The State Opening of Parliament is undoubtedly a wonderful spectacle with Black Rod summoning the Commons to the House of Peers to hear the Queen deliver the Queen's Speech.
Her Majesty's in name only of course: this is the programme for the next session of Parliament; written by the Government and approved by the Cabinet.
In a year in which the forthcoming EU referendum has rather sucked the life out of other political debate, however, the Speech was focused much more on social policy and "life chances" than on the economy.
High-speed broadband access to be a right for all households, more investment in self-driving and electric vehicles, yet another commitment to build more new homes and a nod to a seven-day NHS — all interesting, but not likely to impact on most businesses unless they are involved in money laundering and tax evasion (both of which are to be tackled).
Other measures include helping low-income families to save, safeguarding national security, the already-publicised lifetime ISA and Northern Powerhouse, and better prisons helping to rehabilitate rather than just punish the convicted.
The sugary drinks tax was confirmed (to be included in the 2017 Finance Bill) and all the recent fuss about forced academisation reduced to "laying foundations for educational excellence in all schools".
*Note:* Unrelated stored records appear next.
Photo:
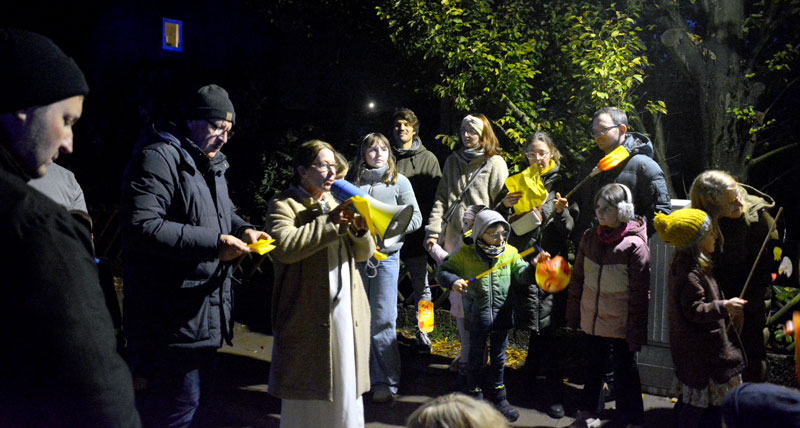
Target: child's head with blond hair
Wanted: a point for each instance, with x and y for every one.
(456, 411)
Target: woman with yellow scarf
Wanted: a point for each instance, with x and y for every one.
(540, 216)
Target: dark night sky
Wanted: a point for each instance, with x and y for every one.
(289, 69)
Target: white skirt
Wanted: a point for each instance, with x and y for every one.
(347, 408)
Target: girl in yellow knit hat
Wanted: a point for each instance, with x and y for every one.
(705, 349)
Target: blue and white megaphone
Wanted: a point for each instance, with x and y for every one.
(390, 221)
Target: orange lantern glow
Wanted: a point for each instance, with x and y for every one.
(425, 316)
(553, 275)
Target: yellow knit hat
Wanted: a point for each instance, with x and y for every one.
(683, 228)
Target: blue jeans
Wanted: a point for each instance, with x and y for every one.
(628, 384)
(384, 355)
(498, 342)
(181, 377)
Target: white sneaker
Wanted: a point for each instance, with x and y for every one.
(454, 364)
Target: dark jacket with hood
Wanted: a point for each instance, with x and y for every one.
(733, 259)
(639, 172)
(60, 366)
(175, 206)
(421, 167)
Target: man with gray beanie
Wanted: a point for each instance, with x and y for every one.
(59, 367)
(181, 239)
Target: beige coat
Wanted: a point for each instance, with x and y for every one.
(301, 312)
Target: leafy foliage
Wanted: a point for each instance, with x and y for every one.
(530, 65)
(740, 57)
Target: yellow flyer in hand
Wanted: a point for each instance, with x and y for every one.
(362, 206)
(529, 182)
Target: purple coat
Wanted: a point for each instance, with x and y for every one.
(610, 287)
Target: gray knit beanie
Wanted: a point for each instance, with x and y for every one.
(484, 220)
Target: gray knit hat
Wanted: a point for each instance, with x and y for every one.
(484, 220)
(211, 102)
(35, 72)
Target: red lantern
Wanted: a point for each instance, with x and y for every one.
(553, 275)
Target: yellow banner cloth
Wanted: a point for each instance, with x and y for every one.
(530, 183)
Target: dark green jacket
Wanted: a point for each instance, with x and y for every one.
(487, 305)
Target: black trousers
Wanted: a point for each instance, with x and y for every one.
(628, 385)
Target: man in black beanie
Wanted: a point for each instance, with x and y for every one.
(181, 239)
(59, 366)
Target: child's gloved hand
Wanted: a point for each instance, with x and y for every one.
(460, 286)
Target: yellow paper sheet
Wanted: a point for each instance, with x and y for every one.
(262, 246)
(529, 182)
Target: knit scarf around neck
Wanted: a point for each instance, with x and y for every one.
(470, 155)
(373, 175)
(609, 236)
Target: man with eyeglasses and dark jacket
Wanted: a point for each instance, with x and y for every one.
(181, 239)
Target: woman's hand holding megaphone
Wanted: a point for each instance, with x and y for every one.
(342, 215)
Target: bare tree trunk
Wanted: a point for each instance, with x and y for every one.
(717, 73)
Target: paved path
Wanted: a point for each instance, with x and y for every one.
(240, 396)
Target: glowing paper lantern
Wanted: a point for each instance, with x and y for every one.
(791, 329)
(425, 316)
(553, 275)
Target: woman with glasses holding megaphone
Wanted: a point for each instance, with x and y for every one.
(320, 312)
(375, 173)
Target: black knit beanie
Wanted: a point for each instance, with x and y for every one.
(761, 405)
(211, 102)
(35, 72)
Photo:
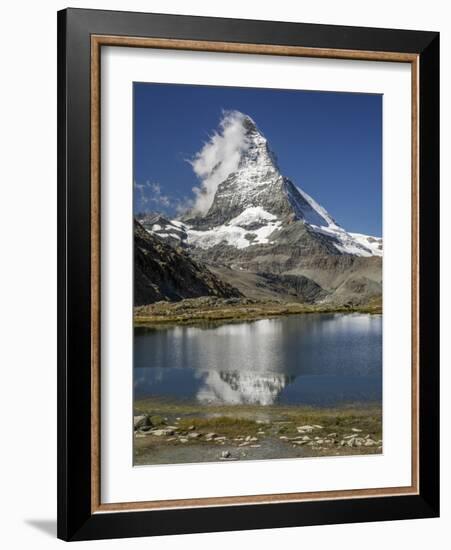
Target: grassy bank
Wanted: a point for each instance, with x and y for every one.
(191, 432)
(197, 310)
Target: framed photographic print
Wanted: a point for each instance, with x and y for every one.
(248, 274)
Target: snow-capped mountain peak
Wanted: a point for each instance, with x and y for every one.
(255, 203)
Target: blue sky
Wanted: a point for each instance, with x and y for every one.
(329, 144)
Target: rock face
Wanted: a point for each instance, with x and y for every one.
(163, 272)
(269, 239)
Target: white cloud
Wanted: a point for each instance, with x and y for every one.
(150, 192)
(218, 158)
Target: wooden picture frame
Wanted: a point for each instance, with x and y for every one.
(81, 35)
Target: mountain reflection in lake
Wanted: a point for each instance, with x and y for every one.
(301, 359)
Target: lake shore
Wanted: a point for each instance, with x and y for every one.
(217, 310)
(189, 432)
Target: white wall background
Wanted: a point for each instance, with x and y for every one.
(28, 271)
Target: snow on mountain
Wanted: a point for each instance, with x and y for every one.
(254, 201)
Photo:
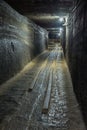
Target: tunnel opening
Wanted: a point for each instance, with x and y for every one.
(54, 31)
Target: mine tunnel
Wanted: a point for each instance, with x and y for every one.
(43, 65)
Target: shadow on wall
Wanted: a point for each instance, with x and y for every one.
(19, 43)
(77, 53)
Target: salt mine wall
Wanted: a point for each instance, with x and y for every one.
(77, 52)
(20, 41)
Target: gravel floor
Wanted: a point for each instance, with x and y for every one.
(22, 110)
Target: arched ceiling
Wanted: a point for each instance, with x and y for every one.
(46, 13)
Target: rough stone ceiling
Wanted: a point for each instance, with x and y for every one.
(44, 12)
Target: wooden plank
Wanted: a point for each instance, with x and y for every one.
(47, 96)
(36, 77)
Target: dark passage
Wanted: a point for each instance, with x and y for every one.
(43, 65)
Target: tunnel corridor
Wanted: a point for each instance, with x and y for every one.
(42, 96)
(43, 65)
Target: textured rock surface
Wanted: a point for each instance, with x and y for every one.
(77, 52)
(20, 41)
(22, 110)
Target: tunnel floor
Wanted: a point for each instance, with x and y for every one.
(41, 97)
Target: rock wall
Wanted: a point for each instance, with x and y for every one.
(77, 52)
(20, 41)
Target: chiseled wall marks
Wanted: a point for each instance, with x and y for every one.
(19, 42)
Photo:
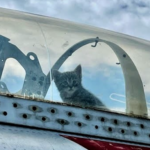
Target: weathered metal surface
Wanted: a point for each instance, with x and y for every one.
(17, 138)
(75, 120)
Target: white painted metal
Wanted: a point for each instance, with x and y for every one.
(81, 121)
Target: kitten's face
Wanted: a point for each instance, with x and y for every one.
(68, 82)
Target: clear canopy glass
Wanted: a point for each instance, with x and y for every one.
(112, 67)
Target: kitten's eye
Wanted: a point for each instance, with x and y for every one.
(75, 83)
(64, 84)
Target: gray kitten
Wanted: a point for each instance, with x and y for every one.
(71, 89)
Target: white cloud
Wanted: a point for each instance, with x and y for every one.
(129, 17)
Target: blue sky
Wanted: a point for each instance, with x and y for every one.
(126, 16)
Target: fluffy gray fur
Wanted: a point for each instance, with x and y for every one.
(71, 89)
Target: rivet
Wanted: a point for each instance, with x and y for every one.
(69, 114)
(87, 117)
(79, 124)
(5, 113)
(142, 126)
(102, 119)
(135, 133)
(24, 116)
(122, 131)
(96, 126)
(62, 121)
(53, 111)
(110, 129)
(15, 105)
(34, 108)
(115, 122)
(43, 119)
(128, 124)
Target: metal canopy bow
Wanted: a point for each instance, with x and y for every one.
(134, 86)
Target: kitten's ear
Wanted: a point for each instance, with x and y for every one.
(56, 74)
(78, 70)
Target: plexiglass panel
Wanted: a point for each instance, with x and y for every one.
(65, 62)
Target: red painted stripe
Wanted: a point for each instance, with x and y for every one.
(101, 145)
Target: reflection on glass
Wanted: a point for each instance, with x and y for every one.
(91, 67)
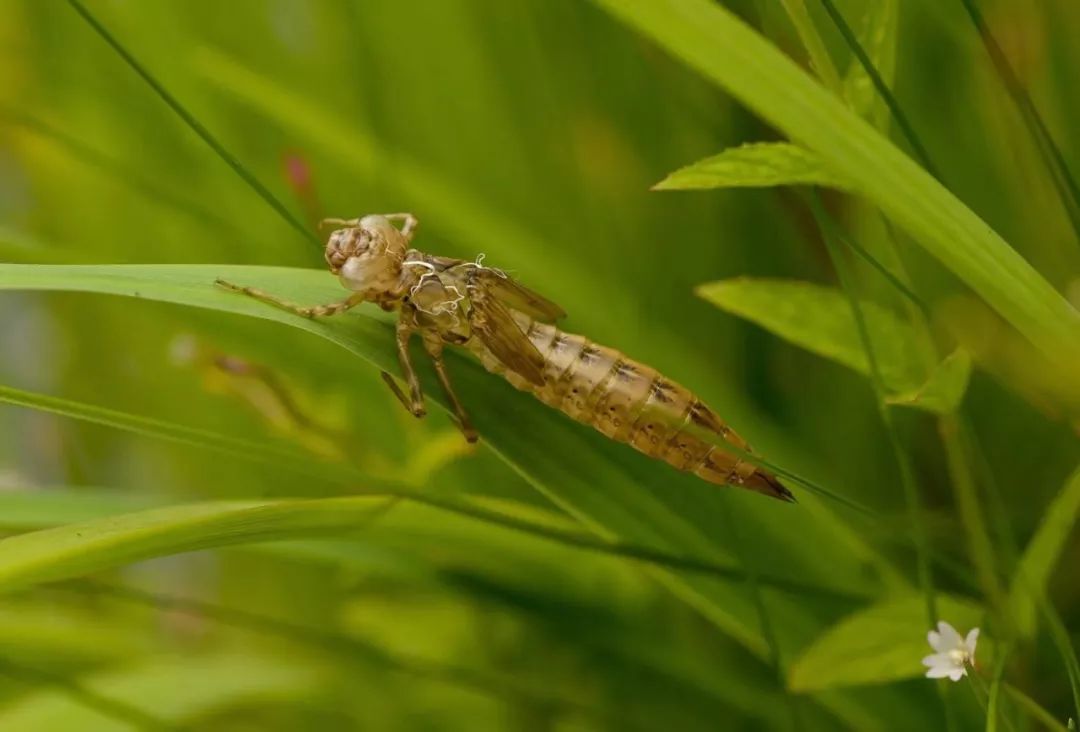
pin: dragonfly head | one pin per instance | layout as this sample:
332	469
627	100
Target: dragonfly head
367	254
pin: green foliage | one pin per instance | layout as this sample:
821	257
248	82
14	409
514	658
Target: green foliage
819	319
943	390
202	492
754	165
877	645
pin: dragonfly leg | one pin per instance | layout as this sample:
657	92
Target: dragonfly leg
306	311
434	349
410	222
415	401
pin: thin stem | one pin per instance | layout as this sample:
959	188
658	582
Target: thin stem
196	126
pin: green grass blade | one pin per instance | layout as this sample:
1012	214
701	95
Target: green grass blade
712	40
754	165
820	59
819	319
1042	553
634	504
879	644
882	89
1065	184
237	447
194	124
903	462
210	682
877	37
943	391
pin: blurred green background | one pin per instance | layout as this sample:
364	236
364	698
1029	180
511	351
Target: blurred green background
529	132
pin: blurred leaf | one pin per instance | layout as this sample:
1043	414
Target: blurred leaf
757	164
211	683
820	320
877	35
944	390
39	633
711	39
820	59
883	642
1042	554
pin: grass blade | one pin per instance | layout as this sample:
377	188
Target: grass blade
194	124
754	165
1065	185
711	39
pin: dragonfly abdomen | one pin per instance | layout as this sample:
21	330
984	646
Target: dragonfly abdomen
631	403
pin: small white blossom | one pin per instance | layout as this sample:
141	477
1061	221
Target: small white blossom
954	652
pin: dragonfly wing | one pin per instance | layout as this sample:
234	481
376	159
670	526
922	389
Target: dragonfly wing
517	296
497	329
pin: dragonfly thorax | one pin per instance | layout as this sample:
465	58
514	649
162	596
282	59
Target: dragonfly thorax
367	256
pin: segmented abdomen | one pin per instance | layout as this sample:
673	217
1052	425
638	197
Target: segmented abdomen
632	403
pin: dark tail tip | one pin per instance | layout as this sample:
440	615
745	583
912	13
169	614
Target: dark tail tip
766	483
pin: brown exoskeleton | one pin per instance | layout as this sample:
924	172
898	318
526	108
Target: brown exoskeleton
510	328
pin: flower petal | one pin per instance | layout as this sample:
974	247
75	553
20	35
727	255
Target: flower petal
937	660
949	638
971	640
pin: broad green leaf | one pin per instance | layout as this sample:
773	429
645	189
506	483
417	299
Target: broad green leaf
757	164
712	40
612	491
819	319
210	683
883	642
877	35
1042	553
944	390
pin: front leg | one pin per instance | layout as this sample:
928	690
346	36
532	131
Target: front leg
415	401
309	311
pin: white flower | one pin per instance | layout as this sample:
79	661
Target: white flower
954	653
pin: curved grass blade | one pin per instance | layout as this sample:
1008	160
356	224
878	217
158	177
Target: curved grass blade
613	492
712	40
338	646
235	447
194	124
210	682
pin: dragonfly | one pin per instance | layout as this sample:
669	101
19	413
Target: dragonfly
513	331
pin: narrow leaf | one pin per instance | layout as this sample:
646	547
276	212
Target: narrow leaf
1042	553
944	390
877	35
714	41
819	320
754	165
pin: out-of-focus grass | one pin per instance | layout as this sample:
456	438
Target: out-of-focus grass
532	132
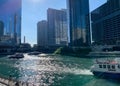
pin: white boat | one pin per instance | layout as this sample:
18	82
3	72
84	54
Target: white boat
16	56
106	69
34	53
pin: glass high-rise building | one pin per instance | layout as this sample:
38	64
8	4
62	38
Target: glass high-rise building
78	12
57	27
10	15
106	23
42	33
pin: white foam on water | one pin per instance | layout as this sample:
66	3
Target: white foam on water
78	71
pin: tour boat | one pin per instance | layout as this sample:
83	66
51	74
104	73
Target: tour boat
106	69
16	56
34	53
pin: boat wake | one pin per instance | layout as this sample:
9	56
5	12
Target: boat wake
78	71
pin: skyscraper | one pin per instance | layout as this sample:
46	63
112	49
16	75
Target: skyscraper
78	11
106	23
42	33
10	14
1	29
57	27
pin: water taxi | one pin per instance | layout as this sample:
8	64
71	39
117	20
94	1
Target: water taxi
16	56
106	69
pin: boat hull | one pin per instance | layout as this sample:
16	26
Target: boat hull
106	75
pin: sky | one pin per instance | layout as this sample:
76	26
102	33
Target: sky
36	10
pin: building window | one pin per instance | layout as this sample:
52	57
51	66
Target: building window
108	66
100	66
104	66
113	66
119	66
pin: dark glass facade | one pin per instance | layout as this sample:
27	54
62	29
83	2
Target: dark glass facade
106	23
57	27
78	11
10	15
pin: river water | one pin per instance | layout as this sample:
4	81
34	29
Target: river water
53	71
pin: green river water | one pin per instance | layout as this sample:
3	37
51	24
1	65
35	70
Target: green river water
53	71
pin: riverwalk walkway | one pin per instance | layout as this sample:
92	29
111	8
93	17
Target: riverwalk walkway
11	82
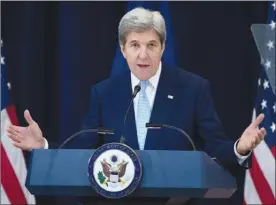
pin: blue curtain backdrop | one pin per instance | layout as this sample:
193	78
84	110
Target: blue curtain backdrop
55	52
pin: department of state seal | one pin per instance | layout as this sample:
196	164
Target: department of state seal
114	170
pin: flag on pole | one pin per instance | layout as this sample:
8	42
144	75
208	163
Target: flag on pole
259	185
13	167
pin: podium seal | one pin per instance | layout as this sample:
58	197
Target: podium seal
114	170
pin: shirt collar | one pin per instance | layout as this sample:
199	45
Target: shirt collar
153	80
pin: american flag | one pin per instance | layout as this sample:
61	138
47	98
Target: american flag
13	167
260	179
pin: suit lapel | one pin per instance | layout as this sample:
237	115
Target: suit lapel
164	102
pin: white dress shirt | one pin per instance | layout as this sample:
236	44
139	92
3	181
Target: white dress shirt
151	92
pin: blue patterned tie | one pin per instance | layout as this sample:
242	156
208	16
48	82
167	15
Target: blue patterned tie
143	114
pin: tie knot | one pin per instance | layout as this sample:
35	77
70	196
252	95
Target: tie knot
144	84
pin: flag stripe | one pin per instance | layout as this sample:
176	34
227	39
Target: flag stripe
10	181
273	151
250	192
264	191
266	161
4	197
12	114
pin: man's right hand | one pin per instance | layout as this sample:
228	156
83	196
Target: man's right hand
26	138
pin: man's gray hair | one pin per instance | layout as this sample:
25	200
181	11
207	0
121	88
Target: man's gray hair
140	19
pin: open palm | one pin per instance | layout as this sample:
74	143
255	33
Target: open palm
26	138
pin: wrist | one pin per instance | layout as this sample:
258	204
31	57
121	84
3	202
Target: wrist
240	150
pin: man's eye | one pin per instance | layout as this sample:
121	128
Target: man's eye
135	45
151	45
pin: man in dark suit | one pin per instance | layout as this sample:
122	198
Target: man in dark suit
168	96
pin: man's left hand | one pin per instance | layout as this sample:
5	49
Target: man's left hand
251	137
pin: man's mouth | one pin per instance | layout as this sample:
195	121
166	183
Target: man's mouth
143	65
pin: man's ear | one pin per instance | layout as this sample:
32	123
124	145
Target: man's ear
163	48
123	50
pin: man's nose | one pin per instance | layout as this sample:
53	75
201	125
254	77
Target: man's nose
143	54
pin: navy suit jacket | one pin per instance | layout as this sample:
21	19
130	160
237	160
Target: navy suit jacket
191	109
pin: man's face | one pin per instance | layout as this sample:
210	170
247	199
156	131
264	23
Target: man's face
143	52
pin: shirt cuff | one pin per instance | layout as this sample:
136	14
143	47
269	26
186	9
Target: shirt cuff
46	146
241	158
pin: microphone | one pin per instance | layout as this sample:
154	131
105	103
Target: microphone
137	88
160	126
99	131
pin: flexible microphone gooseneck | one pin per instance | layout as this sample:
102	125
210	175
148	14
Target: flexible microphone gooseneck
137	88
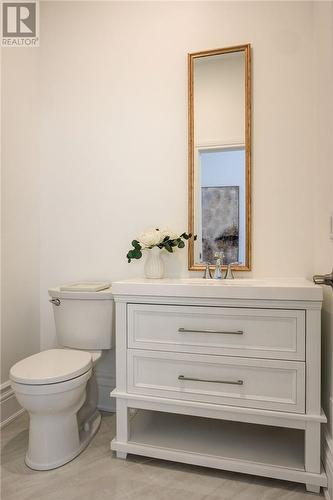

A promise of upholding parliamentary sovereignty and proposals for a British Bill of Rights were the only nod to the current EU debate which is sharply dividing the Queen's audience, and that was it — all over in about eight minutes.
More than 20 Bills to be debated but most of them relate to social policies that will have little direct impact on businesses.
The key Bills
The Neighbourhood Planning and Infrastructure Bill (England and Wales) will include a new statutory framework for paying compensation, based on market value of land and, not for the first time, will aim to make the planning process more efficient.
The Intellectual Property Bill should make it easier for companies to settle intellectual property disputes out of court.
The Modern Transport Bill will, as well as the already mentioned driverless cars, feature support for the space industry.
The Digital Economy Bill will include the right to automatic compensation when broadband service goes down and aim to toughen restrictions on spam emails.
The Criminal Finances Bill provides for a new criminal offence making companies liable for stopping their staff facilitating tax evasion.
The Local Growth and Jobs Bill will enable local authorities to retain 100% of business rates levied and give combined authority mayors powers to levy business rate supplement to fund infrastructure projects.
The Pensions Bill will include improved protection for people paying into multi-employer pension schemes (known as Master Trusts).
The Education for All Bill will provide powers to convert under-performing schools in "unviable" local authorities into academies.